“I tell you, though it seems to be a very simple thing, there’s a great knack in making a float. I can make a hog’s trough, and christen it a float, but to make one that will be stiff and light, and scull steady and true, there’s only one man round here can do it.”
“Who’s that?”
“Uncle Sam Elwell.”
“Uncle Sam!” replied Ben, in amazement; “I didn’t know he could work in anything but rocks.”
“It’s my opinion that he can work in anything he has a mind to; but he won’t touch anything but rocks, except it is a float or a gun-stock. He will make as neat a gun-stock as ever a man put to his face, or a snow-shoe; but if he wanted a door made to a pig-sty or a hen house, he would go and build wall for Uncle Isaac, while he made them for him; or if his wife wanted a chopping-tray or a bread-trough, she might want it till she could get Uncle Isaac to make it for her. Whatever he wants for hunting or fishing, he’ll find a way to make, fast enough; it’s my solid belief he’d make a gun-barrel if he couldn’t get one in any other way.”

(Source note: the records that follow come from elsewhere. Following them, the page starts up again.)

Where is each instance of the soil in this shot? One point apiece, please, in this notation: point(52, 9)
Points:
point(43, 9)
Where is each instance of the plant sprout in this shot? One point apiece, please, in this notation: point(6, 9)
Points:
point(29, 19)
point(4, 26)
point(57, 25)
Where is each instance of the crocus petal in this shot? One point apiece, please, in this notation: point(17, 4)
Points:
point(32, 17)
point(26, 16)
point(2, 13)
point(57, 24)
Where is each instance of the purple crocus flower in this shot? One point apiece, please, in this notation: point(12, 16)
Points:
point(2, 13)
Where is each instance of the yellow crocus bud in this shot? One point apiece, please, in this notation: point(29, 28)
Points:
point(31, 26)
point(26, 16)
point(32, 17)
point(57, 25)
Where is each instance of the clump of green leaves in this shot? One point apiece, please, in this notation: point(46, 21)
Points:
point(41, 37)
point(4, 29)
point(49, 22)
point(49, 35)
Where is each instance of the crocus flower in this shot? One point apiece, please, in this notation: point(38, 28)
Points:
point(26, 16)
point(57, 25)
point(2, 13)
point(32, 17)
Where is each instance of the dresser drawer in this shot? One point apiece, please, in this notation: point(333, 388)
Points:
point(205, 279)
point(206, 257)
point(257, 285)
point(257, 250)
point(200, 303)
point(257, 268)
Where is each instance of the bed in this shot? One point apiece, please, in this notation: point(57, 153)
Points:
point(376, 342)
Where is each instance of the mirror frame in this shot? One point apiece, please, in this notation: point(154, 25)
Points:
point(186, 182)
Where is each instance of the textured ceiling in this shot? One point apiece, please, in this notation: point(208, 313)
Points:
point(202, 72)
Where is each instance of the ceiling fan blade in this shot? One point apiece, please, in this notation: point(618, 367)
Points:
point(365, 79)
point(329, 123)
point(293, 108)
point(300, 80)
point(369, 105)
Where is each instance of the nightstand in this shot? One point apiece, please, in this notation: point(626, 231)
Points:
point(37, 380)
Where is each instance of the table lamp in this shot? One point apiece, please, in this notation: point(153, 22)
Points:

“Do you think he would come over here in the winter, and make a float?”
“To be sure he would; he is doing nothing in the winter but taking care of his cattle; and there’s not a calm day but he and Uncle Isaac are out in their float after game. Why, I’ve known them old critters, when they wanted to be in a certain place at half tide to shoot harvest ducks, to lie down on the beach in the night and go to sleep, till the water flowed up around their knees and woke them up.”
“We’ll hew it out, at any rate; that’ll save him some work.”
“I wouldn’t; he’s a particular old toad, and would rather have it just as it grew; but if you touch it, he’ll think you’ve taken off some where you ought not to, and spilte it; he’ll no more thank you for saving him labor on a float-piece, than a feller would thank you for courting a girl for him; he’d rather do it himself.”
Ben sent word to Uncle Sam, who replied that same day, that when he and Isaac were out gunning they would come and look at it.